Friday, February 08, 2013

Songs to get you through Winter Storm Nemo

Today we'll be counting down the Top 10 "Snow/Winter Weather Storm Songs" in honor of Winter Storm Nemo. These are winter songs, so tropical/rain songs ("Rock You Like a Hurricane," "Rain," etc.) are not under consideration.

I'm giving bonus points for songs that are actually ABOUT weather. (On Twitter, I also timed this so the songs could be listened to between tweets.)

So let's get started.

10: "It's a Cold Night for Alligators" by Roky Erickson and the Aliens. (And indeed it is).

9. "Cold as Ice" by Foreigner.  (You can opt out of the ad.)  Not necessarily about weather, so classic song drops a bit.

8. "The Weather" by Built to Spill. Great song; we're now moving into ones that are actually more weather-related.  (This is actually from the album Ancient Melodies of the Future, which means our YouTube uploader was very, very lazy.)

7. "Ice Cold Ice" by Hüsker Dü.  It's kind of about the weather, right?  Right?  (You had to know Bob Mould was getting in here somewhere.)

6. "Snow Day" by Fossil. This is so obscure that there's no uploadable content for it. It's all about the joys of a snow day.  Rest assured, it's a great song.  Rest assured.  

5. "Blizzard of 77" by Nada Surf.  A favorite of Scott's, which is good enough for me. We are now fully ensconced in actual weather songs.

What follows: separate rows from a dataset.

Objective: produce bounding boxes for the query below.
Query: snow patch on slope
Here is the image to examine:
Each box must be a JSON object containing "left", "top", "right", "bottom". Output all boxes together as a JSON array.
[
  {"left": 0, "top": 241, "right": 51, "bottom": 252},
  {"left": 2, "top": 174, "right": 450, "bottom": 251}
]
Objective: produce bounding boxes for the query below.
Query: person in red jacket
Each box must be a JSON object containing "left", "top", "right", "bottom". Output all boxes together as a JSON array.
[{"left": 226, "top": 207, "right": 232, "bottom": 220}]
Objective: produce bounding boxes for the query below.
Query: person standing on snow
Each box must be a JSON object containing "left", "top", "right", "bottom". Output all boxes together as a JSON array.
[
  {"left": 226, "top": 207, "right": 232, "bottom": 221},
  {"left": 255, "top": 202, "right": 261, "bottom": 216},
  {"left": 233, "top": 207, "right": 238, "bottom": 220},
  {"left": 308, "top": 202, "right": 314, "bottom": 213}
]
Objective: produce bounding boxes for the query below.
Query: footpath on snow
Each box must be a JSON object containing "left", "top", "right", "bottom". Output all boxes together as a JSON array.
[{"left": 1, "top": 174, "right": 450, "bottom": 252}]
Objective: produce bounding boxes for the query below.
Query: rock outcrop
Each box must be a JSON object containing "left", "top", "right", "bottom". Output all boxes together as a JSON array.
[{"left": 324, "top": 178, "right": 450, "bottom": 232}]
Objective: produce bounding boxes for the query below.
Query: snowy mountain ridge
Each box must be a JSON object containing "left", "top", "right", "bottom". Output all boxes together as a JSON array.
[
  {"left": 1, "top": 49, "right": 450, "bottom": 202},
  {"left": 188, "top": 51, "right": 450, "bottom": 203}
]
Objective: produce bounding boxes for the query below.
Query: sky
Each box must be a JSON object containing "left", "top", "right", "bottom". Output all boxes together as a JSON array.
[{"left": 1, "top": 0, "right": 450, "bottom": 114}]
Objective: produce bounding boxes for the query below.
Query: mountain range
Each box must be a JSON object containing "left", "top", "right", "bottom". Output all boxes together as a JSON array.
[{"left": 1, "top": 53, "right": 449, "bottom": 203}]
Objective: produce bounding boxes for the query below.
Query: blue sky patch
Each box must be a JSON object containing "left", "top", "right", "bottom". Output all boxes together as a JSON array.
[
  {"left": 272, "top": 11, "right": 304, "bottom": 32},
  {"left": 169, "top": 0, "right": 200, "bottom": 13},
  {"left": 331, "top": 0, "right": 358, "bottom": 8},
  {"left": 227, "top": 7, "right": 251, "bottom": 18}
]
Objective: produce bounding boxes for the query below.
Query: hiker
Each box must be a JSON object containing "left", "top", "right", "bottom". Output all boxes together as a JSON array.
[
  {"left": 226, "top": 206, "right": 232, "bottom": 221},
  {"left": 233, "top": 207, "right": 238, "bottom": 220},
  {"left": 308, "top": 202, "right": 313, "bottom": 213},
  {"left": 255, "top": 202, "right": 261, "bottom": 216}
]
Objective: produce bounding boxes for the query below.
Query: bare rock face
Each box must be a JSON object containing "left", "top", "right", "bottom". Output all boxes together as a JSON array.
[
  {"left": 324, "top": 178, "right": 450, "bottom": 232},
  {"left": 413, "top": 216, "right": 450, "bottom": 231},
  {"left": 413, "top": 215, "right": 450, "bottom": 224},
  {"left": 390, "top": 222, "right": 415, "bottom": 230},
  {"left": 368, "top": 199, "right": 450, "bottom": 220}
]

4. "Hazy Shade" of Winter by The Bangles.  Sadly, I did not know this was a cover until just now.  Don't look at me like that.  (FWIW, the YouTube clip sounds like it was recorded off a warped vinyl copy.)

3. "Like the Weather" by 10,000 Maniacs.  Ruined  Immortalized forever by my freshman roommate Sean's drunken warbling Bahstahn rendition. It went something like this: "Shiver in me bones just tinking... about the weathaaaah." (And yes, "tinking" is spelled correctly.)

2. "The Sound of Winter" by Bush.  A great song by a band who finally figured it all out 15 years later.

And at #1... drum roll please....

1. "Snow" by jj72.  It's just awesome. Such angst and confusion, it's really quite brilliant.  A long-forgotten Scottish Irish band.

That's my list... so what did I forget?


Thursday, February 07, 2013

Ride - Smile

You have to love 5+ hour plane rides...

After listening to 1990's Nowhere and 1992's Going Blank Again (both CD Changer albums), Dan suggested I look into the third piece of the Ride trilogy, 1990's Smile.  This is actually a compilation of their first two EPs (Ride and Play) and is just as high quality as their previous offerings.

There's no slouch in the bunch here, although the latter part of the album holds the two undeniable gems, "Like a Daydream" and "Furthest Sense."  It works as an album too:  much like Nowehere, Ride sets the mood early and then lets the big guns loose later to finish the album off.  "Like a Daydream" is personified by its dreamy guitar sound and cloud-like vocals (and I am not even being sarcastic here, but sincere, so pardon the appropriate puns); "Furthest Sense" can be summed up with the chorus "It's time for a change/I'm not asking, I'm telling you."  Indeed.

Ride - "Like a Daydream"

It's another great album by a band on top of its game.  I think of these guys as a shoegazer version of the 1970s Buzzcocks or Wire: an initial three albums of brilliance, followed by a serious come-down.  But they were awesome when they were on form:  a little bit of rock, a little bit of tranquil atmosphere, and a little bit of flowing vibe.

CD Placement Rating:  Car CD Changer.